The problem with distracting people is that anyone can do it. The only barriers are money and marketing. The internet has made broadcasting universal. And for now the only things the entertainment industry has on its side are the relics of its old operation, the contracts and agreements, the rights and privileges, the stations, networks and theaters. The physical and legal relics of a way of doing business that is on the verge of disappearing. SOPA and its cousins are the dying gasps of dinosaurs looking to outlaw gravity, instead of learning to look where they are going.

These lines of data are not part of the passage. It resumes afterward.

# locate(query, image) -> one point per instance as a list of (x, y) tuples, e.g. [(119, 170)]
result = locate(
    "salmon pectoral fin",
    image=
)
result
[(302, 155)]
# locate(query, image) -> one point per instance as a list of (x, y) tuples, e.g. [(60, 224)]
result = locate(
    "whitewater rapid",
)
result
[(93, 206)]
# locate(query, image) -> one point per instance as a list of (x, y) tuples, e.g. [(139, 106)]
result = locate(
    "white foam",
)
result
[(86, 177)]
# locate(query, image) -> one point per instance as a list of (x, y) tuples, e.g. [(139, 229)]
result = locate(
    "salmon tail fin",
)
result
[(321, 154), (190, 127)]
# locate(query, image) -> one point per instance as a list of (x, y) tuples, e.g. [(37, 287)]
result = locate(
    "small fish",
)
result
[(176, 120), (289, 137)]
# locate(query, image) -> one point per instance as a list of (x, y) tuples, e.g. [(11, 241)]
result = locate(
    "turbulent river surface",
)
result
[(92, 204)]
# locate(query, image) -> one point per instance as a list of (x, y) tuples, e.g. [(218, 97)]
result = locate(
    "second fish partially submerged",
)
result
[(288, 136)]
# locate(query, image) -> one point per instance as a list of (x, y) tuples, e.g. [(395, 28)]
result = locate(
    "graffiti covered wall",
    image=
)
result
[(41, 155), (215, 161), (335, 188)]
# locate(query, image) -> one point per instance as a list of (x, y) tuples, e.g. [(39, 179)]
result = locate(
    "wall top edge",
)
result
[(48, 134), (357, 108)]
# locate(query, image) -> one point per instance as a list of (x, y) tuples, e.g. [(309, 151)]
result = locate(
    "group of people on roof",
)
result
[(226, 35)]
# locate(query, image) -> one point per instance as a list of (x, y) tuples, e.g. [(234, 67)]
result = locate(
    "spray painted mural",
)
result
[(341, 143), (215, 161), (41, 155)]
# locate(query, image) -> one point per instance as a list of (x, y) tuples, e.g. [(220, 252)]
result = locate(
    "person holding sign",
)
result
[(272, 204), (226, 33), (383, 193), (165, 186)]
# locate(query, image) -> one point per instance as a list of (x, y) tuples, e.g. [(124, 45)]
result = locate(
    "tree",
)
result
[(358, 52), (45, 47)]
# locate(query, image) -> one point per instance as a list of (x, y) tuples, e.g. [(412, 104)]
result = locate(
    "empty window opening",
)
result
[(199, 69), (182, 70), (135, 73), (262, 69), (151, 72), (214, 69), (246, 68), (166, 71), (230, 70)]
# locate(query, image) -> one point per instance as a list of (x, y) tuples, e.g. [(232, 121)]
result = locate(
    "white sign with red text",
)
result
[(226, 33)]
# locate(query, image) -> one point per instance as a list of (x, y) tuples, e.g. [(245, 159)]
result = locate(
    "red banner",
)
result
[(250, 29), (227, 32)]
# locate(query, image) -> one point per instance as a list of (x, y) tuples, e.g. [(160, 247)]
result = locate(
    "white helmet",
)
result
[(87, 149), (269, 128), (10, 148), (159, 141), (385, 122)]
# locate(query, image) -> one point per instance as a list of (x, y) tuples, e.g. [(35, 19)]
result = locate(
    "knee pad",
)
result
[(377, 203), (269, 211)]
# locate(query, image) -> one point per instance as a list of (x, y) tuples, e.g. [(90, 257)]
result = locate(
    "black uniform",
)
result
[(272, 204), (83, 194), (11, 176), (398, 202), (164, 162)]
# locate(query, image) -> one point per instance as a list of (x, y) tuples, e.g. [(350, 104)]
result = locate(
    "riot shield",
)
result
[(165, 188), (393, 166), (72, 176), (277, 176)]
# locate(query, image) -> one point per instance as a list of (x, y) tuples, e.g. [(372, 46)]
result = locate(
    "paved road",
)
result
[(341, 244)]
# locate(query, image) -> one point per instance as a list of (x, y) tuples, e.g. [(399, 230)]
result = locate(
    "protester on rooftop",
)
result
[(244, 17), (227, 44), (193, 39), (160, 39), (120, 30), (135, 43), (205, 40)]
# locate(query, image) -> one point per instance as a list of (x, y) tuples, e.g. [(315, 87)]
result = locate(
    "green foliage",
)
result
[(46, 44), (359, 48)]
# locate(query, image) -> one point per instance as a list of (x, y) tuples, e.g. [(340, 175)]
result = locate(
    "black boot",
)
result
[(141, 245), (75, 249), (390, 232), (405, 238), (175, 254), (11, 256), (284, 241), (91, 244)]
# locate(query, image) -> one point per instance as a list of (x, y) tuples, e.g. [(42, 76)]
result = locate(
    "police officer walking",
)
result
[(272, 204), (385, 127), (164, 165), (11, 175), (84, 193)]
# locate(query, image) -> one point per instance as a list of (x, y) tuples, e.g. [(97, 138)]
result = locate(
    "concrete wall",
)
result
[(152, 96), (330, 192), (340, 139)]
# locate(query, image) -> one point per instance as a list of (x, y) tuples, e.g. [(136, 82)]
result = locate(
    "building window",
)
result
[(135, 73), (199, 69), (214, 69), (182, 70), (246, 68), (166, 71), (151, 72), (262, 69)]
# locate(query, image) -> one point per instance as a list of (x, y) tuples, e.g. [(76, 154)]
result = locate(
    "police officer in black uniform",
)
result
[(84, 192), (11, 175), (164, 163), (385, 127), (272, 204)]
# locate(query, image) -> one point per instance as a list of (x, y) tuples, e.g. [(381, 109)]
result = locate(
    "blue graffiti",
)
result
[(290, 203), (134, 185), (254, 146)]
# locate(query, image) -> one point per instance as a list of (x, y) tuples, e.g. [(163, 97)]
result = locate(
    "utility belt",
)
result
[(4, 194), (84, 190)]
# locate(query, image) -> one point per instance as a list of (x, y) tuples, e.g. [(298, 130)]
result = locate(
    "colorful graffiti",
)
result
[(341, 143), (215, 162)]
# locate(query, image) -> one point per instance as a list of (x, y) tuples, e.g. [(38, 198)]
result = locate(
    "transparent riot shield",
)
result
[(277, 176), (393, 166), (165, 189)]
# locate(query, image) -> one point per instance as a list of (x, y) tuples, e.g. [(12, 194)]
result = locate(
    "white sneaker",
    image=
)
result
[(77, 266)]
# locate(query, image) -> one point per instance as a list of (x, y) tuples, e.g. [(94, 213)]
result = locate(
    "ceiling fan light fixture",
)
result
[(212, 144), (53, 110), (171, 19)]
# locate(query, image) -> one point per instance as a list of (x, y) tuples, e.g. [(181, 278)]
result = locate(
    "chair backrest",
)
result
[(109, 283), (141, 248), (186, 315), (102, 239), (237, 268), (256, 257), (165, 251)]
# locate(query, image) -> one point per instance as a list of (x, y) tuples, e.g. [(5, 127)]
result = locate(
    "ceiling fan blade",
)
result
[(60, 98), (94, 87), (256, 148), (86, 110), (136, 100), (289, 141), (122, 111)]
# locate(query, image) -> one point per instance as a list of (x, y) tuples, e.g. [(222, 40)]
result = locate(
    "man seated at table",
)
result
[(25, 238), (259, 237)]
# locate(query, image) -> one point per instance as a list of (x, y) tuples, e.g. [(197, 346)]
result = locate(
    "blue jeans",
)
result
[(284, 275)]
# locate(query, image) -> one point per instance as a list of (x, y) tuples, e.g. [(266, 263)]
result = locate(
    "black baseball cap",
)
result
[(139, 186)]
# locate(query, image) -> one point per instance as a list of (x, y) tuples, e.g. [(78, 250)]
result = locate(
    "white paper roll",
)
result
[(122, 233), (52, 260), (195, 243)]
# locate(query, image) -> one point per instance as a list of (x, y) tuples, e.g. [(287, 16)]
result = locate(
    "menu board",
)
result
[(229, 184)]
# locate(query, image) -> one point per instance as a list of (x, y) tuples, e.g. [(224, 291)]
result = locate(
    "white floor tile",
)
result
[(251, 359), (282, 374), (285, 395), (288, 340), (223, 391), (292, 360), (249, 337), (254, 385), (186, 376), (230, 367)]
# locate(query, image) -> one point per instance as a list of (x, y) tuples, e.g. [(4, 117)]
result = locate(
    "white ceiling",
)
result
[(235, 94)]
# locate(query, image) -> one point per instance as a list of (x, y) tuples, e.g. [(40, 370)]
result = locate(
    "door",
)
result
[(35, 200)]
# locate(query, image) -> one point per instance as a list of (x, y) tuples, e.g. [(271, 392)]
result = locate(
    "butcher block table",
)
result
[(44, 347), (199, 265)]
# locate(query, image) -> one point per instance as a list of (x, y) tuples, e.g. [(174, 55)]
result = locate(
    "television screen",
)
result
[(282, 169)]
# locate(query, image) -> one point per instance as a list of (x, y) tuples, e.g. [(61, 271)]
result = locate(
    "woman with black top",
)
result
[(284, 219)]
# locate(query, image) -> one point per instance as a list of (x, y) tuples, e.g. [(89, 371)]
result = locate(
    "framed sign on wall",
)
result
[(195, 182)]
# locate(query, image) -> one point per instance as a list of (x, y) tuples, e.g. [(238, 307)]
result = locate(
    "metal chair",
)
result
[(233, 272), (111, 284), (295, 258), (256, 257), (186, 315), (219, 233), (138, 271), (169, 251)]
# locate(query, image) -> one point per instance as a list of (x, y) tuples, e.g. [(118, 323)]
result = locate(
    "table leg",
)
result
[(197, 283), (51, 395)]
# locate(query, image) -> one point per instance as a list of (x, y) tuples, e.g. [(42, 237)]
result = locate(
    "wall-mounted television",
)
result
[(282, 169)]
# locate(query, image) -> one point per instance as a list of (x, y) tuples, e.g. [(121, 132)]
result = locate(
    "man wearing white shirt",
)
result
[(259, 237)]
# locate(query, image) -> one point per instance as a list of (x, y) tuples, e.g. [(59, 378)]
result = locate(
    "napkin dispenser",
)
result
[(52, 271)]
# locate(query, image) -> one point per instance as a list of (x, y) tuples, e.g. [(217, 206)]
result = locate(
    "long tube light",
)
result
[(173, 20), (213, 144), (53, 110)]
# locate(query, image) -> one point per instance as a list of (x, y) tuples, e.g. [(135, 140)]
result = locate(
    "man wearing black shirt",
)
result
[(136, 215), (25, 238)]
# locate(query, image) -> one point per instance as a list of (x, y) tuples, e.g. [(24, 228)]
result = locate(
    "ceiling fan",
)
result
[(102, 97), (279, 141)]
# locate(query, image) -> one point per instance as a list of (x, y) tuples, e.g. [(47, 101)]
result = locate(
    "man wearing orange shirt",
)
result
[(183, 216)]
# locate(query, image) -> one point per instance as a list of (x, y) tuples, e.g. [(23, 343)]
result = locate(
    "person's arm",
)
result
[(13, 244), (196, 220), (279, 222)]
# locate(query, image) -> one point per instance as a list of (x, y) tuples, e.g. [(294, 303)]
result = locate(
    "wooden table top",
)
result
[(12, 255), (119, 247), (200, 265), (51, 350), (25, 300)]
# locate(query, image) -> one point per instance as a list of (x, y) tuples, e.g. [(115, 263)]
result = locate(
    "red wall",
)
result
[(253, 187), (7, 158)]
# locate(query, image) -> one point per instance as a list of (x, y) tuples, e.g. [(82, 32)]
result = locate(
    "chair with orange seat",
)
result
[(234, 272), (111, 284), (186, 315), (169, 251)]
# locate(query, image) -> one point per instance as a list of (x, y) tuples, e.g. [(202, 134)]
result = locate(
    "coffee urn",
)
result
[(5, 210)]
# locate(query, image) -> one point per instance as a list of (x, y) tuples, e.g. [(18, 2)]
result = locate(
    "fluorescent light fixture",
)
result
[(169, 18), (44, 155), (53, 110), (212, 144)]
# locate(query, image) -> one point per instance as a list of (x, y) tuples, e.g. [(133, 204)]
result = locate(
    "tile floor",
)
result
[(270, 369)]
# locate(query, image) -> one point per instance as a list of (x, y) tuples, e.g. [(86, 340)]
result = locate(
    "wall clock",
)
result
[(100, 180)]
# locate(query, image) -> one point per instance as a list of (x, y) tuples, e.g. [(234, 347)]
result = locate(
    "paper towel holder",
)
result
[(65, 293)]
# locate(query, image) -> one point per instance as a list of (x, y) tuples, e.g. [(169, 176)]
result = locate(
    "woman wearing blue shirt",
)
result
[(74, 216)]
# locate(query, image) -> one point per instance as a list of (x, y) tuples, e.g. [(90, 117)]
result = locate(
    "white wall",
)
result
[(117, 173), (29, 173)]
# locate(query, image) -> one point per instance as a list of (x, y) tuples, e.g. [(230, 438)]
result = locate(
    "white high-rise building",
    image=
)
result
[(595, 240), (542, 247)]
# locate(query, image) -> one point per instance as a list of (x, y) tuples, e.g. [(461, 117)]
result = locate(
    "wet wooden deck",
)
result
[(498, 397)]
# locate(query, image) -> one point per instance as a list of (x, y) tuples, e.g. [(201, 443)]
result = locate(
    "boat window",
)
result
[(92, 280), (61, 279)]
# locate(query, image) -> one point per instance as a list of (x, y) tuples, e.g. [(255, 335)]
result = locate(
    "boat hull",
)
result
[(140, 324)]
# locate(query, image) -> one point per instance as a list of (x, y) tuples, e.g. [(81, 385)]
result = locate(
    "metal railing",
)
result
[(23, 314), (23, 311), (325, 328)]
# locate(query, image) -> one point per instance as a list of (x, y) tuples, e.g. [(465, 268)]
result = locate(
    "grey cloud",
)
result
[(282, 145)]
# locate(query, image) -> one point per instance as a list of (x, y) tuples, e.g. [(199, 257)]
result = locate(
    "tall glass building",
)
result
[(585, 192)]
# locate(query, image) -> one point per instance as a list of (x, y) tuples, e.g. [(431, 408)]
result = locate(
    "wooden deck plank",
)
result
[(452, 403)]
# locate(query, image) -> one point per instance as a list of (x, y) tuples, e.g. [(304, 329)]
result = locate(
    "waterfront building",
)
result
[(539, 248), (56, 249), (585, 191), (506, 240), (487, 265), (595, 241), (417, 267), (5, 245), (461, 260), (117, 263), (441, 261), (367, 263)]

That just leaves money and more often than not it isn't even American money. American entertainment is an investment, funded by foreign investors and increasingly made for foreign audiences. The massive conglomerates which encompass music, films, television, comic books and much more have become the middle men between foreign businessmen and foreign audiences. Eventually the businessmen will realize that they can make money by building up an industry at home and cut Hollywood and its sisters out of the picture completely.
Entertainment is one of the few products still being made in America, but it is a product that is less American than ever. It is not an American vision made for American audiences, but a way for the world to pass the time while waiting for the next economic collapse, the next war and the next blast from the collapse of civilization.